I have been blogging about journal quality, and one of the signs to look out for is whether a journal has won an award or not. Journal home pages might tell of any awards that they have won. But what awards are there for journals, and which are prestigious?

I had a look around on Google and on various society websites for awards, honours and prizes, and on journal home pages and publishers' websites, and have written about what I found here. If you know of other such awards or can say something about the value of any of those mentioned here then please do comment on this blog post.

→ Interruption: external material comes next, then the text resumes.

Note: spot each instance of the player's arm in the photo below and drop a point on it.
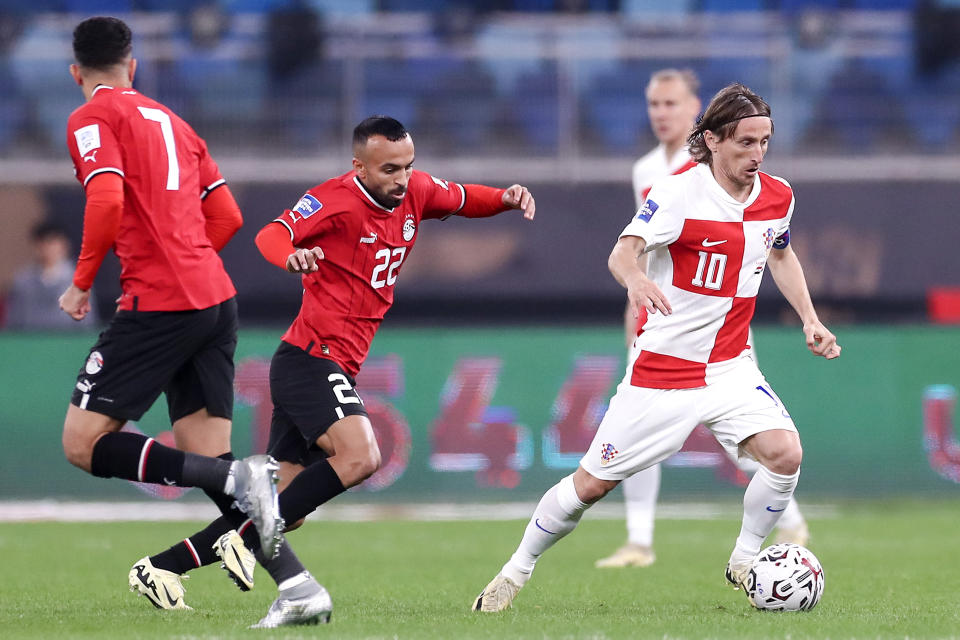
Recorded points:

If I had chosen a particular case study discipline and invested a lot more time, then I would have been able to develop an appreciation for the prestige and value of the awards. However, this is a brief overview of what it is easy to find out about, across the disciplines.

Publishers' awards

This is an interesting angle because it doesn't relate to the individual journal, and indeed a prize won by a publisher might be for aspects of its publishing work beyond the journal publishing part of its business. I wasn't looking for these but came across a couple:

An author who is assessing a journal's suitability for his/her article might be attracted to a journal from a successful publisher, but there is a lot more that can be said about what publishers do and can do for authors, beyond the scope of this blog post.

Journal title awards

  • Council of Editors of Learned Journal Awards, eg the CELJ 2011 Voyager Award, won by "Eigtheenth Century Fiction" by the University of Toronto Press, for its quality and originality of contribution to Eighteenth century studies, particularly because of its interdisciplinarity, according to the Project MUSE Spring newsletter. I note that the CELJ awards can only be won by journals who are members of the council (and there are 11 pages of members on their site, and that the CELJ are an "allied organization" of the Modern Language Association, which adds to the prestige of this award.
  • Association of Learned and Professional Society Publishers (ALPSP) awards, eg The ALPSP Award for Publishing Innovation awarded in 2011 to the "Your Better Life Index" by the OECD, which is an interactive tool presenting statistics relating to countries. The ALPSP is "the international association for nonprofit publishers and those who work with them" and also displays a list of members on its site. Membership does not seem to be a prerequisite for a journal's eligibility for their awards.
  • The British and Irish Association of Law Librarians (BIALL) has a Legal Information group, which gives awards to legal journals.
  • The UK's Medical Journalists' Association give awards, including one for the Medical Publication of the Year.

Journal article awards

Also, there are awards for individual articles or papers rather than to whole journal titles, eg the Waste Management and Research journal has published articles that have won The James Jackson Medal from The Chartered Institution of Waste Management, in three different years.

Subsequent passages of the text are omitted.